沙喇笑了笑,“多谢姐夫提点,这我就放心了。”
*
对于阿拉卜坦带来的话,噶尔丹仅是淡淡的笑了下,对他道:“用人不疑,我信他。我们明天要攻打忒木尔,你和沙喇去打前锋。”
沙喇很快进来了,噶尔丹才站起身,召集诸大将,对着地图把接下来的作战计划讲了讲。
众人退出去的时候,已经是天色薄暮。
沙喇终于找到一个借口远离人群。
一刻钟之后,噶尔丹得到了心腹的密报:沙喇送了一飞信出去。
心腹是很靠谱的密探,已经把携带飞信的那只并不起眼的信鹰打下来,并把飞信呈给噶尔丹。
“这是,送给清朝使团中那个年轻副使的?”噶尔丹抖了抖手里的羊皮纸,笑道,“清朝廷插手的及时,我就知道沙喇不会甘心为我所用。”
他又把羊皮纸扔还给心腹,“帮他把这封信送出去。”
心腹只是犹疑了一瞬,就拿着信转身离开了。
半个时辰后,苏辰拿到这封已经被噶尔丹提前看过的密信。
小狗牙招呼送信来的信鹰在桌子上吃米粒,信鹰被摘了信就要走的,免得像刚刚飞起来时那样又被人抓起来。
它可是感觉到那次差点被人类嘎脖子。
但这一次却被一个会说它话的小人类叫住了,信鹰犹犹豫豫,终于跳上桌子,低头叨米。
自家的小鹰也跳上来,和信鹰一起吃。
苏辰看罢信就要去安排,没想到小狗牙还真套出来别的消息。
“你说,信鹰在来之前,被噶尔丹的人抓了?”
小狗牙点点头,“他看了看信,又给我们送了过来。”
小家伙都知道有阴谋,苏辰怎么能看不出来。
但是这个阴谋,只怕是冲着沙喇去的。
薄雾冥冥,一望无际的大草原由一条清莹流动的玉带分开,将软毯似的草原的草原衬托得非常灵动。
天高云淡,草原茫茫,偶尔有一两只雪白的羊羔点缀在绿毯上,独属于大草原的无边宁谧和晨雾一样弥漫开来。
突然,地面都有些微微的震动,感觉敏锐的小羊羔一下子抬起头,跟在主人身后撂着小蹄子往安全的地方跑去。
但是很快,小羊羔迟疑了,那个它感觉中比较安全的地方也不安全了,更加强烈的震动感也从那边传来。
小羊羔左右失措,不知道往哪儿跑。
一早就起来放牧的牧人还算是镇定,看着两边压来的黑压压的军队,他匆忙骑上马赶着自家的牛羊群沿着河跑起来。

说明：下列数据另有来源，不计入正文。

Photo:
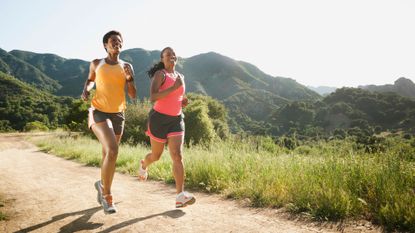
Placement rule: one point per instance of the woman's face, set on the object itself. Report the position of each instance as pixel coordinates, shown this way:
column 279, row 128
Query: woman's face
column 114, row 44
column 169, row 58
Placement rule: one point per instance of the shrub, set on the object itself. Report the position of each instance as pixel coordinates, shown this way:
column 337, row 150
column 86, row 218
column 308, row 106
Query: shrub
column 35, row 126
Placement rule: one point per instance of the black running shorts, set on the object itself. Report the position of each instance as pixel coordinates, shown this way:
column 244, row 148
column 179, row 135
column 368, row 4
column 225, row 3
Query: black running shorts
column 114, row 120
column 161, row 126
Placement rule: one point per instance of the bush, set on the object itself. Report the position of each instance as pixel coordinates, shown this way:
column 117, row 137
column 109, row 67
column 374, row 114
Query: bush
column 199, row 128
column 5, row 126
column 35, row 126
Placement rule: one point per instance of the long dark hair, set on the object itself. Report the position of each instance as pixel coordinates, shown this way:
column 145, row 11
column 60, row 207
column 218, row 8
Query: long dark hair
column 158, row 66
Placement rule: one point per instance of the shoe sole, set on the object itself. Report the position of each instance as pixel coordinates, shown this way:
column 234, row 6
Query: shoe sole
column 110, row 212
column 98, row 190
column 190, row 202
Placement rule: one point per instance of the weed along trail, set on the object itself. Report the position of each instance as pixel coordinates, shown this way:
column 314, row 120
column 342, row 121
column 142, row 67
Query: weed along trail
column 44, row 193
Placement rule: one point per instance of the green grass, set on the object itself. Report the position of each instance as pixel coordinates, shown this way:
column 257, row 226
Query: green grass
column 328, row 180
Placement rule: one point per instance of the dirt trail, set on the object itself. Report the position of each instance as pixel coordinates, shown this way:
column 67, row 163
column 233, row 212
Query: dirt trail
column 44, row 193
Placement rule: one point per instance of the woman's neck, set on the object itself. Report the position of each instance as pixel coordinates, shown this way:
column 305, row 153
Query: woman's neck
column 169, row 69
column 112, row 59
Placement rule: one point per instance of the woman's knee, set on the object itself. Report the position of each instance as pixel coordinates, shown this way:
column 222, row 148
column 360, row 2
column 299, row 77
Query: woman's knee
column 112, row 151
column 155, row 156
column 176, row 155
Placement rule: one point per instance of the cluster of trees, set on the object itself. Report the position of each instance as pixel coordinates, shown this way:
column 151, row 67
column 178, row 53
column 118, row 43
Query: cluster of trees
column 23, row 107
column 347, row 109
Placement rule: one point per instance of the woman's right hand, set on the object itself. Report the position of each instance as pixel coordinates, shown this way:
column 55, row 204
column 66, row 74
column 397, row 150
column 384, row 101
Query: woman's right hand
column 85, row 95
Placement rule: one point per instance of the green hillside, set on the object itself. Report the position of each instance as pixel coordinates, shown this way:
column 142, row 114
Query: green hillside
column 24, row 71
column 258, row 103
column 21, row 103
column 70, row 73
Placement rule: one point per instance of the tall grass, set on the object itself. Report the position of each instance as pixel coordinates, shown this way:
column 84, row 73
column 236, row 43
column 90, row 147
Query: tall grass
column 329, row 180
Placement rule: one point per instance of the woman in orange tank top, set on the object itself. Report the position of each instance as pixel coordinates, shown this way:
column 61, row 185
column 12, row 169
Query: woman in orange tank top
column 165, row 121
column 106, row 115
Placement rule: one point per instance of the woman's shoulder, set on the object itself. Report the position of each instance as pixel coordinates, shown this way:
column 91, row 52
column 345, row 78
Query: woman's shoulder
column 96, row 62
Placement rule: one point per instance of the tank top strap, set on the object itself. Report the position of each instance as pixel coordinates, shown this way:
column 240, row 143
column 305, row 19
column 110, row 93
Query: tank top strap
column 100, row 64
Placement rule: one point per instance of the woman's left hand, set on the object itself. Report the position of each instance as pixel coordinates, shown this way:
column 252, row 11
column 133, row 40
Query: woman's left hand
column 128, row 72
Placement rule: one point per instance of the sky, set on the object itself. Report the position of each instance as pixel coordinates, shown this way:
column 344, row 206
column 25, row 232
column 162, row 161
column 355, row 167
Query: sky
column 318, row 43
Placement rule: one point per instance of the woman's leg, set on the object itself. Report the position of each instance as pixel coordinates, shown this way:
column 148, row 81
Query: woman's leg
column 175, row 145
column 109, row 142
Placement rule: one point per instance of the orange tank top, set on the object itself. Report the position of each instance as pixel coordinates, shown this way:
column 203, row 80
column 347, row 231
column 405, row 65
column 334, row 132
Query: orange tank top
column 110, row 87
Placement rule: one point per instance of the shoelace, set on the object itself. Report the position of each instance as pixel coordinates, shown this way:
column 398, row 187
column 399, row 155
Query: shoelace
column 108, row 198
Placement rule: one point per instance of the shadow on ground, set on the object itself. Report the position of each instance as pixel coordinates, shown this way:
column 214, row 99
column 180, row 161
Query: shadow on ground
column 82, row 223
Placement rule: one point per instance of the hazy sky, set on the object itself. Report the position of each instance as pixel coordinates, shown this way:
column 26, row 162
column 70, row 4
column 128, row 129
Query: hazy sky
column 320, row 42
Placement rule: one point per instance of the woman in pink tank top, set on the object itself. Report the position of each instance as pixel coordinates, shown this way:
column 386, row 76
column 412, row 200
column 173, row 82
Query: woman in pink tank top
column 165, row 121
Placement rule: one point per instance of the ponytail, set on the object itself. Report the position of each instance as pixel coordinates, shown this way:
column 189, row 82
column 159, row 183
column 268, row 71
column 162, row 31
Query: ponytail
column 156, row 67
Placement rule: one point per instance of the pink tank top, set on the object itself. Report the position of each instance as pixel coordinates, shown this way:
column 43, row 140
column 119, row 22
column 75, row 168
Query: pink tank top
column 171, row 104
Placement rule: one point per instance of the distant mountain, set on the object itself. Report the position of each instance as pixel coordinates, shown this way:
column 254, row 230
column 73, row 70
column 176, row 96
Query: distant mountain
column 24, row 71
column 402, row 86
column 323, row 90
column 241, row 86
column 70, row 73
column 21, row 103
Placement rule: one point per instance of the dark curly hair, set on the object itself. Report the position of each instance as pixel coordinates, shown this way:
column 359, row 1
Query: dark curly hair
column 108, row 35
column 158, row 66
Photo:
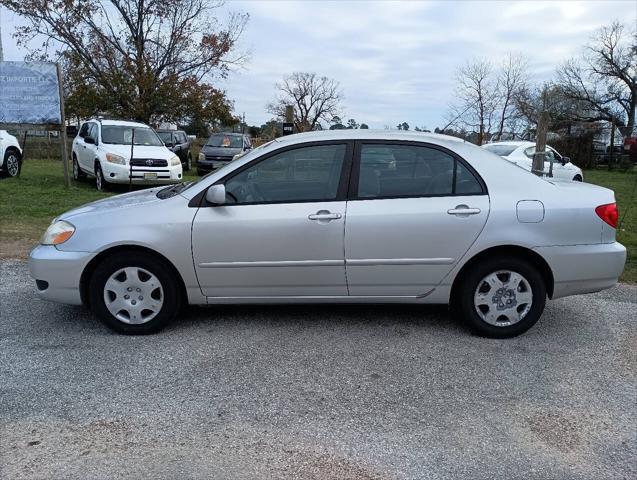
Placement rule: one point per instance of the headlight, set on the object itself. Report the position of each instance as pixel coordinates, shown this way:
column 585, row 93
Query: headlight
column 57, row 233
column 118, row 159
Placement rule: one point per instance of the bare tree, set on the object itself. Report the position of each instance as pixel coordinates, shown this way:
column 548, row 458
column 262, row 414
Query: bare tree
column 314, row 98
column 604, row 79
column 477, row 92
column 136, row 58
column 511, row 81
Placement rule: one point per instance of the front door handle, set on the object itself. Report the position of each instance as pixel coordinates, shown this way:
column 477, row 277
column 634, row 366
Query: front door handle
column 463, row 210
column 324, row 215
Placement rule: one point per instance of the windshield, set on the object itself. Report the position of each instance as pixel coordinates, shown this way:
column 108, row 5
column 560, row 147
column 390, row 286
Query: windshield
column 121, row 135
column 225, row 141
column 166, row 137
column 502, row 150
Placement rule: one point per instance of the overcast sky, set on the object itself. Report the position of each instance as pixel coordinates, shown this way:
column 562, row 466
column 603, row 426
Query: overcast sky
column 395, row 61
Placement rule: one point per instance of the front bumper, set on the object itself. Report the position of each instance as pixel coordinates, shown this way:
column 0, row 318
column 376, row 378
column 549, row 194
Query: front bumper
column 584, row 268
column 58, row 273
column 210, row 165
column 114, row 173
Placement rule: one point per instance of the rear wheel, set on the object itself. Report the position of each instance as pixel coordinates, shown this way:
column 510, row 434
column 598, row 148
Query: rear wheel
column 134, row 293
column 100, row 182
column 12, row 163
column 78, row 174
column 501, row 298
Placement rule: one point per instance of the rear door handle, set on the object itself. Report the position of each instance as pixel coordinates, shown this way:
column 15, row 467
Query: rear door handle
column 324, row 215
column 462, row 210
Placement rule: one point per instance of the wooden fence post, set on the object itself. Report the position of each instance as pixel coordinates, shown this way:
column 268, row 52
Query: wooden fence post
column 65, row 155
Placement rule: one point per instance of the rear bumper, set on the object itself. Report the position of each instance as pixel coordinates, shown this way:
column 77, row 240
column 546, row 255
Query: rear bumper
column 58, row 273
column 584, row 268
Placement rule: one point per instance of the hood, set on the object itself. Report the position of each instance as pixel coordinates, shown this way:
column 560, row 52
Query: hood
column 221, row 151
column 139, row 151
column 126, row 200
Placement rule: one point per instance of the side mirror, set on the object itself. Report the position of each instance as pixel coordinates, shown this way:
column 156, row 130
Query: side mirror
column 216, row 194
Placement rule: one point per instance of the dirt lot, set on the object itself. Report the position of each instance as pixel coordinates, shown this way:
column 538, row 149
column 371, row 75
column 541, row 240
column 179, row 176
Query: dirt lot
column 330, row 392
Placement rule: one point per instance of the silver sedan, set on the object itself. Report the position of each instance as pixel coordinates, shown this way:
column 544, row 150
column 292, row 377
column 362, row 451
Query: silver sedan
column 339, row 217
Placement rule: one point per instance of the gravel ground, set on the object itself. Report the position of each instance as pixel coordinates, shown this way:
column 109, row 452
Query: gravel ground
column 329, row 392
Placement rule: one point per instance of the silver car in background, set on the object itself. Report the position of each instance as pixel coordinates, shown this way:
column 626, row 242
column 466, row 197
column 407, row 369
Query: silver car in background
column 342, row 216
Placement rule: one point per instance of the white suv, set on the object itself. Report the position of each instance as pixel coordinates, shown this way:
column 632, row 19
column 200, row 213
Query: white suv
column 102, row 149
column 10, row 154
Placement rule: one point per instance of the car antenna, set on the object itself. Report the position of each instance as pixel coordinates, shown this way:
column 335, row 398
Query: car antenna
column 130, row 162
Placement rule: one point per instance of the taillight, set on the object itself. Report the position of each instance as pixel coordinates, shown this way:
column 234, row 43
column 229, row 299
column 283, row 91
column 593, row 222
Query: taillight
column 609, row 213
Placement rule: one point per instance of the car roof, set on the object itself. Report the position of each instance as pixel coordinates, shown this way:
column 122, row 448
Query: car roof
column 513, row 143
column 366, row 134
column 120, row 123
column 229, row 134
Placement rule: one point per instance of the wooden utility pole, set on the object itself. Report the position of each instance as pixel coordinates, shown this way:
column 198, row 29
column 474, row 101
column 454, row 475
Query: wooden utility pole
column 540, row 139
column 65, row 154
column 611, row 153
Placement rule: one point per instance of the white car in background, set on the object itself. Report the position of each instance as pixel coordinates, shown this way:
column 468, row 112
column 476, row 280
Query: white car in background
column 10, row 154
column 521, row 153
column 102, row 149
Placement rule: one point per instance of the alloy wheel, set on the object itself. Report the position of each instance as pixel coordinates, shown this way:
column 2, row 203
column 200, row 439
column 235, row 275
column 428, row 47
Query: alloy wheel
column 12, row 164
column 133, row 295
column 503, row 298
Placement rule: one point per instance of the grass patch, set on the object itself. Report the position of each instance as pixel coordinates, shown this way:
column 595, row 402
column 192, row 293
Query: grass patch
column 30, row 202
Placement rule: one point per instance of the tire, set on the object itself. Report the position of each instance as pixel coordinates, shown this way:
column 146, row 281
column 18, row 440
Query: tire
column 147, row 281
column 12, row 163
column 100, row 183
column 78, row 174
column 480, row 303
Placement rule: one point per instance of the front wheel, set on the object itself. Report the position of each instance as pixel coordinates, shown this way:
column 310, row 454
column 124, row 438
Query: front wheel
column 134, row 293
column 12, row 163
column 501, row 298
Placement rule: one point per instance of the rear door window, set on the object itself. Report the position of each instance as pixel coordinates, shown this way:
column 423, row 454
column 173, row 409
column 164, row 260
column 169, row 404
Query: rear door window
column 394, row 171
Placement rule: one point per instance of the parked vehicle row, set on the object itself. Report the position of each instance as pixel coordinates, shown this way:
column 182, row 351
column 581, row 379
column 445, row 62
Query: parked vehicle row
column 10, row 154
column 343, row 216
column 221, row 149
column 177, row 142
column 521, row 153
column 102, row 150
column 115, row 151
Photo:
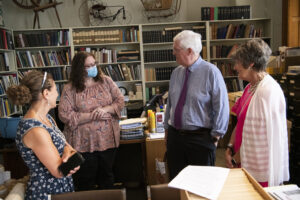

牧人一开始还顾着自家的牛羊群,然而喊杀声也紧跟着震天动地传来,牧人彻底顾不上别的,挥鞭子急赶。
土谢图汗终究还是坚定的迎击了噶尔丹的出兵,双方在苏鲁河畔打了两天一夜,土部占据地利优势,初战告捷。
俘虏了沙喇、德黑等人。
苏辰和拜里没有劝住察珲多尔济,只好在远处观战。别说保清带的兵还没有来,就算是来了,在双方都要打的时候他也不会贸然插入。
噶尔丹退兵的时候,是第三天的后半下午,太阳散发着明亮的金光,照射在河上映出一片血色光晕。
苏辰杀过人,看见倒伏着一片片尸体的大草原,却也有种直充天灵盖的麻感在全身游走。
拜里坚持跟王爷一起过来,此刻浑身颤抖的不成个样子,刚下地儿后脚腕子被一只血手抓住,他直接惨叫起来。